In considering a claim of insufficient evidence, we review the entire record in the light most favorable to the judgment to determine whether it discloses substantial evidence such that a reasonable jury could find defendant guilty beyond a reasonable doubt. (People v. Elliot (2005) 37 Cal.4th 453, 466.) We presume the existence of every fact supporting the judgment that the jury reasonably could deduce from the evidence, and a judgment will be reversed only if there is no substantial evidence to support the verdict under any hypothesis. (People v. Bolin (1998) 18 Cal.4th 297, 331; see People v. Jennings (2010) 50 Cal.4th 616, 638-639.) We do not substitute our judgment for that of the jury, reweigh the evidence, or reevaluate the credibility of witnesses. (People v. Ochoa (1993) 6 Cal.4th 1199, 1206.)
Great bodily injury is significant or substantial. (People v. Escobar (1992) 3 Cal.4th 740, 746.) Such an injury may be transitory and need not be permanent or protracted. (Id. at pp. 748-749.) “Abrasions, lacerations, and bruising can constitute great bodily injury.” (People v. Jung (1999) 71 Cal.App.4th 1036, 1042.) Similarly, a loss of consciousness that did not require medical attention was sufficient to establish “serious bodily injury” under Penal Code section 243 (People v. Wade (2012) 204 Cal.App.4th 1142, 1149), which courts have recognized as “ ‘essentially equivalent’ ” to great bodily injury (People v. Burroughs (1984) 35 Cal.3d 824, 831, overruled on another ground in People v. Blakely (2000) 23 Cal.4th 82, 89; but see People v. Taylor (2004) 118 Cal.App.4th 11, 26 [although the “usual assumption” is the phrases have the “same meaning,” the statutory definitions differ]).

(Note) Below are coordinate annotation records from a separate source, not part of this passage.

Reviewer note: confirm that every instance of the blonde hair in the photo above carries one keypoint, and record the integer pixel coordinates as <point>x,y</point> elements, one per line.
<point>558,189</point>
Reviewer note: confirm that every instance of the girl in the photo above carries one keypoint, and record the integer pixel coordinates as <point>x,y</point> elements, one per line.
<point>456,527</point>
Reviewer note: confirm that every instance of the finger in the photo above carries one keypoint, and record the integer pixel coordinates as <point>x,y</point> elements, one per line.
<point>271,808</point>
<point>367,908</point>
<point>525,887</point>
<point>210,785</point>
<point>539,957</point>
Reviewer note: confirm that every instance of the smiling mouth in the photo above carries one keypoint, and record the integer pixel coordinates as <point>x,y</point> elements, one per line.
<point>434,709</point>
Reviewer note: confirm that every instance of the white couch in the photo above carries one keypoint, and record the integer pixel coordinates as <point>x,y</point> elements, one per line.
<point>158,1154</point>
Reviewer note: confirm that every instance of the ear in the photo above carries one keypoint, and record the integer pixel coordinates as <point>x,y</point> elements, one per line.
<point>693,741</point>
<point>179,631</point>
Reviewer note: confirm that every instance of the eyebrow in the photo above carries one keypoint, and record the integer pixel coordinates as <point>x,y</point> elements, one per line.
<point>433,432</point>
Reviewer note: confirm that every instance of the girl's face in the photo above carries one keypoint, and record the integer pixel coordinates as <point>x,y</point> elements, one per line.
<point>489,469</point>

Despite defendant’s contentions, there was substantial evidence that defendant choked the victim unconscious, including the victim’s testimony that defendant choked her so hard she could not breathe. As he was doing so, he told her to “Go to sleep,” and the next thing she remembered was waking up to defendant’s running around the apartment in a panic, indicating defendant had choked her unconscious. The victim testified she suffered a sore throat and bruises on her neck, chest, and arms, indicating the severity of the altercation. The victim’s testimony is corroborated by the daughter’s testimony that the victim told her soon after the incident that defendant had choked her unconscious three times. The daughter also observed bruising and handprints on the victim’s neck, along with bruising on her face and a lump on her head. Officer Townsley testified the victim had redness, swelling, bruising, and bright reddish purple finger marks on her neck, along with a lump on her forehead and bruises on her wrist and biceps. In addition, the victim’s voice was “very low” and raspy, which he found to be consistent with being strangled. The jury was shown photos of the victim’s injuries, which Townsley testified did not “do justice to the [victim’s] injuries.” Under these circumstances, substantial evidence supports the great bodily injury enhancement.
DISPOSITION
The judgment is affirmed.
BUTZ , J.
We concur:
BLEASE , Acting P. J.
DUARTE , J.
[1] Undesignated statutory references are to the Evidence Code.